ELISS fellows and drinking water experts come together to explore next steps at the December forum on improving drinking water safety. | Renske Erion/ELISS
A recent forum on well water safety that included scholars, policymakers and practitioners in the field at both local and national levels was not only a chance for experts on drinking water policy and management to brainstorm solutions for their shared challenges. It also provided the 17 graduate students who organized the forum an opportunity to learn collaboratively and to serve their communities.
“Drinking Water in the US: Improving Well Water Safety,” hosted at AAAS headquarters in Washington, D.C., on Dec. 12, was the final event organized by the 2016 graduate student fellows of Emerging Leaders in Science and Society (ELISS). The program brought together graduate students studying a range of subjects at five different universities — University of Washington, Purdue University, University of California-Irvine, Duke University and University of North Carolina at Chapel Hill — for 15-months to devise ways to investigate and improve the safety and sustainability of drinking water.
With drought, aging infrastructure and contamination concerns – such as the still-unresolved lead contamination crisis in Flint, Mich. – affecting access to safe, clean drinking water for many Americans, ELISS advisers tasked the graduate student fellows with addressing the topic.
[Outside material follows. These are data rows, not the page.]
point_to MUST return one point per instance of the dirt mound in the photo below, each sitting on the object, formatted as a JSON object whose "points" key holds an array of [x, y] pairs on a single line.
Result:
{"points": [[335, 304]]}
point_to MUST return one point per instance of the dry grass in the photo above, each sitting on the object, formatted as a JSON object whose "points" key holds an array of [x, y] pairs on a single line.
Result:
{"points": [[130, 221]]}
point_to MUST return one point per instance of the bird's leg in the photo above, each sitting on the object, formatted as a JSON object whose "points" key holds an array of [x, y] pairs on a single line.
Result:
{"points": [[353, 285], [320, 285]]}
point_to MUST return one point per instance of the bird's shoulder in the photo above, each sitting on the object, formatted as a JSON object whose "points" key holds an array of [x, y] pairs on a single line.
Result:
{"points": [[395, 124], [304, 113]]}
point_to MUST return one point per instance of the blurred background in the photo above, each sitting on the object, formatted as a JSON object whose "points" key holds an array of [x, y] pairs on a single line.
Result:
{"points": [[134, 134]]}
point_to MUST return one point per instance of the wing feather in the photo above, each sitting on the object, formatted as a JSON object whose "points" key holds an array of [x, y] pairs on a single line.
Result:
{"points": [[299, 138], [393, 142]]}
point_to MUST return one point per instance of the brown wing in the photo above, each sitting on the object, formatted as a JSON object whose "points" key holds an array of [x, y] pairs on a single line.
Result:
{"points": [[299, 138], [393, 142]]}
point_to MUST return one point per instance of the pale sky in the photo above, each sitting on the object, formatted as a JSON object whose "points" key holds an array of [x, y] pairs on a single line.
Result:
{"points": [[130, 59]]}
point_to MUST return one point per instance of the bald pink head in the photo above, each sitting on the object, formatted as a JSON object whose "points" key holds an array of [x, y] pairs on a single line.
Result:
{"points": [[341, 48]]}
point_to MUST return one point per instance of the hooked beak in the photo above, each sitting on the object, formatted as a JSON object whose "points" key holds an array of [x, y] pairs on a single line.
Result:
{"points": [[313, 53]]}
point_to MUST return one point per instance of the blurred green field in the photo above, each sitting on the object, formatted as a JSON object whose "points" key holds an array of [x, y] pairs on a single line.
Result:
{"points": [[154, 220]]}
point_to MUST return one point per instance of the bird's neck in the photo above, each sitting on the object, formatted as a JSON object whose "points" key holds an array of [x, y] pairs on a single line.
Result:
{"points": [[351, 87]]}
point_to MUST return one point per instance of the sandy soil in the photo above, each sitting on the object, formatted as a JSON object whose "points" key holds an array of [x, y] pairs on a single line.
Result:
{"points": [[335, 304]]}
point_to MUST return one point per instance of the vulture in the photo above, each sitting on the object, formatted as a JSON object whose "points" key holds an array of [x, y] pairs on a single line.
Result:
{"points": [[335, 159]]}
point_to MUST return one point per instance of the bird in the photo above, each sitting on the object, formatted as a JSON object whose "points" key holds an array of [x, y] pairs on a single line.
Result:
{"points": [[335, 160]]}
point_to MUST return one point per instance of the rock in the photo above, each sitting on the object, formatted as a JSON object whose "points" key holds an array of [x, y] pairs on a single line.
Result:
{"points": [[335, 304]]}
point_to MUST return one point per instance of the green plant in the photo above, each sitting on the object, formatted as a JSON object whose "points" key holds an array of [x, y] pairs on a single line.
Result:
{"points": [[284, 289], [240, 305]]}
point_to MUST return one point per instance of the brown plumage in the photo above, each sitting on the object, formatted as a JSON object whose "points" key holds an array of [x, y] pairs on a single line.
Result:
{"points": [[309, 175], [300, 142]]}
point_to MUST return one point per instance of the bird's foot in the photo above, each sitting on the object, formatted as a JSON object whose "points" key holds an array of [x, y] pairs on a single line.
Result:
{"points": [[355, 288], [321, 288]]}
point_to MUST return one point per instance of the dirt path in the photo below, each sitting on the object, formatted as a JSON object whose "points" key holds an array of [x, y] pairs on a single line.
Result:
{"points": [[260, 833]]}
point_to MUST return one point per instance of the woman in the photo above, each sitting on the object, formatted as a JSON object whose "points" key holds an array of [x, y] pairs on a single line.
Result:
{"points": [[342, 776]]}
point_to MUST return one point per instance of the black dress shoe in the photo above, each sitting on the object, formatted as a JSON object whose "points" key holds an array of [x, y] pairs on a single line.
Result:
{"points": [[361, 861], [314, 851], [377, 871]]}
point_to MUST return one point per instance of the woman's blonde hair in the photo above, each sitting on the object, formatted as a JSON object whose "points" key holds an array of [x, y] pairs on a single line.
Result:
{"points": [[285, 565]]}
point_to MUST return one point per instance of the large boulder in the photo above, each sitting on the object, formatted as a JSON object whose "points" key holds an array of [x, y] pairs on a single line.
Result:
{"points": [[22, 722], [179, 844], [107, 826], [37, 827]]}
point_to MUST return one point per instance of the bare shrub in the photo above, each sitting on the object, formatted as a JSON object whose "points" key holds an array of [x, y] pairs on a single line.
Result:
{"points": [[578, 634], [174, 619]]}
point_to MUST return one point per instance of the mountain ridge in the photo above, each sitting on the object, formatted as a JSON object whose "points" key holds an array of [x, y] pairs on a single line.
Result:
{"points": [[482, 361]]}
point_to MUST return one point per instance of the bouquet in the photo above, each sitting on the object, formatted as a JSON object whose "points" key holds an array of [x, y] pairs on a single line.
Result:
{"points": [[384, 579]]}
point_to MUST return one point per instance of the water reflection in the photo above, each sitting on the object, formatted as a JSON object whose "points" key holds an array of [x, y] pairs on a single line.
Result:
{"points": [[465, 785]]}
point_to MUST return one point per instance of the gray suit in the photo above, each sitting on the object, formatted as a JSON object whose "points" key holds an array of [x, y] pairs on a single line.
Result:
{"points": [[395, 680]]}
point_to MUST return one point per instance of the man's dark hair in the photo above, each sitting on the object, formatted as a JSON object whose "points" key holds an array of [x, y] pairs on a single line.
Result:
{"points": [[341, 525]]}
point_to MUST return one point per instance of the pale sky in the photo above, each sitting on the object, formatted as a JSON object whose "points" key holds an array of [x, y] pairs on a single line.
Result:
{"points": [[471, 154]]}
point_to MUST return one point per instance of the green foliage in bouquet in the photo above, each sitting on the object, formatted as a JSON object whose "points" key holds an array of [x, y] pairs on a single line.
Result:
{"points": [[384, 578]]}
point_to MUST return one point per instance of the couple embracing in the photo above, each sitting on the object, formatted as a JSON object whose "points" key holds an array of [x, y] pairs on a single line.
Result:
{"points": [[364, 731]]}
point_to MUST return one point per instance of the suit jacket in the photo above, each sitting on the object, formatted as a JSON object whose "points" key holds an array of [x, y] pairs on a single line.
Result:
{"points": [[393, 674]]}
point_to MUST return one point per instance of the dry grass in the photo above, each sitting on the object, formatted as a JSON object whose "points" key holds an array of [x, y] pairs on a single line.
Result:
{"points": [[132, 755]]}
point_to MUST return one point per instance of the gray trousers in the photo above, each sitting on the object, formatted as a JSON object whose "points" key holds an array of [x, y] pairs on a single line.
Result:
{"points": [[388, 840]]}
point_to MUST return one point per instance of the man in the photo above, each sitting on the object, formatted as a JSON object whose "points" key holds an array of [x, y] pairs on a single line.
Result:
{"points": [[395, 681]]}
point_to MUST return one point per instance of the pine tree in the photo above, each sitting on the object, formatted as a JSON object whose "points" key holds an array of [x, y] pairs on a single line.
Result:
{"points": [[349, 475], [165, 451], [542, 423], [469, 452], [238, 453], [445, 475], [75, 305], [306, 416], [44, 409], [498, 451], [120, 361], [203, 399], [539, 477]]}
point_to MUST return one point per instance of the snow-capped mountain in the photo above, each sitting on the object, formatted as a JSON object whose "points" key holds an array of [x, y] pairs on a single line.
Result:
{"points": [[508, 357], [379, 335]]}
The fellows quickly identified experts and stakeholders in their communities and investigated the region’s most pressing environmental, social and economic concerns related to drinking water. They found unique approaches to challenges in each region.
For the Southern Californians, the most significant challenge was maintaining a water system resilient enough to meet the needs of a growing population in drought conditions. The Washington state group explored water contaminants, which can enter the drinking supply from the runoff of rain on the roads. The teams in Indiana and the Research Triangle region of North Carolina addressed the regulation – or lack thereof – of privately owned wells.
About 13 million households in the United States get their water from private wells, according to Cliff Treyens, director of public outreach at the National Ground Water Association and a speaker at the forum. Yet no regulations set standards to establish the quality of that water.
The Environmental Protection Agency sets standards for drinking water quality under the Safe Drinking Water Act, which does not cover private wells, said speaker Holly Green, the chief of the prevention branch in EPA’s Office of Ground Water and Drinking Water. This leaves the onus for testing and treating well water for contaminants – which can be costly and technical – on home owners with private wells.
“Once we started digging a little bit more into private well issues in the Triangle, we started finding that this was an underrepresented issue,” said Kasia Grzebyk, a Ph.D. student studying environmental science and engineering at the University of North Carolina and the only fellow with a background in water issues.
The 2016 class of ELISS fellows and staffers | ELISS
Founder and director of ELISS Melanie Roberts praised the fellows for their efforts to map the local drinking water system before choosing forum topics, to ensure they addressed the issues of greatest need, quoting a statement commonly attributed to Albert Einstein: “If I had an hour to solve a problem I'd spend 55 minutes thinking about the problem and 5 minutes thinking about solutions.”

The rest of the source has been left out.